I’ll sell roasted beans for $5 per 250 grams (including a fancy zip lock bag) – and I’m happy to offer this as a regular service if you like them.

I will grind it for you if you like – but suggest if you want coffee pre-ground you get them in much smaller batches.

Weekend roast

I picked up a new breadmaker today from Cash Converters – it solves all my roasting problems by spinning right from the start. I roasted my first batch. I’m very excited. No more stirring by hand or spending ages waiting for a spin cycle to kick into gear. 

I also used the new heat gun I picked up while garage sailing the other week.
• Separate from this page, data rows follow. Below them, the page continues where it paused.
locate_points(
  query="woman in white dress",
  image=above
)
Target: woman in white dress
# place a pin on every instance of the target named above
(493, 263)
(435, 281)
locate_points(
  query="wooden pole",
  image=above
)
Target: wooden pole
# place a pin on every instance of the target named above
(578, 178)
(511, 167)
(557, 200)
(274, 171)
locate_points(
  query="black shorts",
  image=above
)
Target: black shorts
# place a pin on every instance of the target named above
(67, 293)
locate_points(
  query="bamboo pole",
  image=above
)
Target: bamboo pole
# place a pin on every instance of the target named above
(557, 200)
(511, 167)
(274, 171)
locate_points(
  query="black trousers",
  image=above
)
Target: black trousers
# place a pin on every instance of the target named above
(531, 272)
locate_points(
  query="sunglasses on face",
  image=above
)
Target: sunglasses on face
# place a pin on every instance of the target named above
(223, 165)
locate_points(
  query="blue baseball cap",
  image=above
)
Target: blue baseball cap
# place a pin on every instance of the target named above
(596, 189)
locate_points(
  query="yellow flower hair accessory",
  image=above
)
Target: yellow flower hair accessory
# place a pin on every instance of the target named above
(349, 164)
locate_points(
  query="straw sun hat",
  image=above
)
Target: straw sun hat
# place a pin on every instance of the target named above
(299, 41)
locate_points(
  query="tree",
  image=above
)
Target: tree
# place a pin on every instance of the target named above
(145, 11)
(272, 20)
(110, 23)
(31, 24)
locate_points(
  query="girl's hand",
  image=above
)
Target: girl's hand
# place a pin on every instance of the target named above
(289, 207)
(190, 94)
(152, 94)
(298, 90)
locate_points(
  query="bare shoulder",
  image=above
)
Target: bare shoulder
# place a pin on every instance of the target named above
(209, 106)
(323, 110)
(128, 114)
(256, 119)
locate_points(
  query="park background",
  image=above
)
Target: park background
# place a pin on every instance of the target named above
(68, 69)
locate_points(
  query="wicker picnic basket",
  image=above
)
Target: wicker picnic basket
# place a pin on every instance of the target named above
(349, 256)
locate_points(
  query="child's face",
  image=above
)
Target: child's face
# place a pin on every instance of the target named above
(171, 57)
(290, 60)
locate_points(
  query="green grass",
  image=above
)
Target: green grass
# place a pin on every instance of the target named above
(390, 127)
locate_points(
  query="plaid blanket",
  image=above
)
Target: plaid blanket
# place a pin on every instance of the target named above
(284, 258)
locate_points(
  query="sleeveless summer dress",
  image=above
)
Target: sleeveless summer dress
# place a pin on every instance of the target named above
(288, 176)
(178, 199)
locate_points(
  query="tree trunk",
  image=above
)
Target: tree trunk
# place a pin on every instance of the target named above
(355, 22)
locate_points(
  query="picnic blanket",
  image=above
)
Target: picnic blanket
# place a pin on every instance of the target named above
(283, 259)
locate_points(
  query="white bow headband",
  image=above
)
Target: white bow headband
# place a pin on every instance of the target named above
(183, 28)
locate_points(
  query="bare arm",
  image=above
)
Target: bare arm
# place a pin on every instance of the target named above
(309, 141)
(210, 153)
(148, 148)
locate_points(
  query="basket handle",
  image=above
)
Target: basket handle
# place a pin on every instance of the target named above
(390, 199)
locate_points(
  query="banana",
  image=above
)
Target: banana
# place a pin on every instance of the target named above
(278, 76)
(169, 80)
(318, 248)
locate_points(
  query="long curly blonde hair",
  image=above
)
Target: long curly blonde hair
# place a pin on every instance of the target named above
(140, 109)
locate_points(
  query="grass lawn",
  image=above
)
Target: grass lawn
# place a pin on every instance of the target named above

I really only wrote this so that I could use that title. It would have been more appropriate had I written it tomorrow.

Bean thinking

I was wondering how much someone who spends as much time as I do reading about coffee could learn from a three and a half hour coffee school. The answer – not much, and a lot. 

We took the three hour course at Coffee Dominion. It’s $75 and basically includes all you can drink coffee and three hours of hands on training.

The thing about coffee is that there’s an incredible amount of diversity in thinking and practice that it’s hard to nail down any one particular theory. 

For example – many people argue that tamping (the compacting of coffee in the filter basket) is not only essential – but must be done with 10kg of pressure. Other people argue that as long as the distribution and dosing of the coffee in the basket is even, tamping is irrelevant.

What really matters when it comes to making a coffee is consistency of method. That was hammered home tonight. As long as your dosing is consistent – that is the same amount of coffee in the basket, prepared the same way, and your tamping is consistent – the only variable is the grind. The grind will vary based on humidity and variables like type of bean, depth of roast and time since roasting. If your method is the same this is the only change you’ll need to make.

I disagreed with a little bit at the start, we had a sit down session where we were told that single origin coffee is no good for espresso. I like single origin espresso. That is one type of bean from one place. The argument is that espresso requires a dark roast, that diminishes the flavour profile from the bean – so to keep espresso interesting you need to mix a broader variety of flavours. I disagreed. I don’t mind espresso made from a light roasted bean. But that’s less than relevant in the broader scheme of things. 

The “cupping” was interesting. Cupping is the primary method bean buyers use when determining what beans to order. It’s basically hot water poured over ground coffee. It’s that simple. No plunge, no brewing, no steeping. It’s just coffee and hot water. The coffee forms a crust. You break the crust that it forms and sip the coffee. Then you figure out the flavour profile – it’s similar to wine tasting really. 

Milk frothing was interesting too – I struggle to get the texture right. The goal is to make “silk from milk” and to avoid big bubbles. 

We also got to look around Coffee Dominion – where all the behind the scenes magic happens. Including a little excursion into the roasting room. I’ll put pictures up shortly.

It was a good learning experience – and worth doing. We’ve even got certificates to show for it.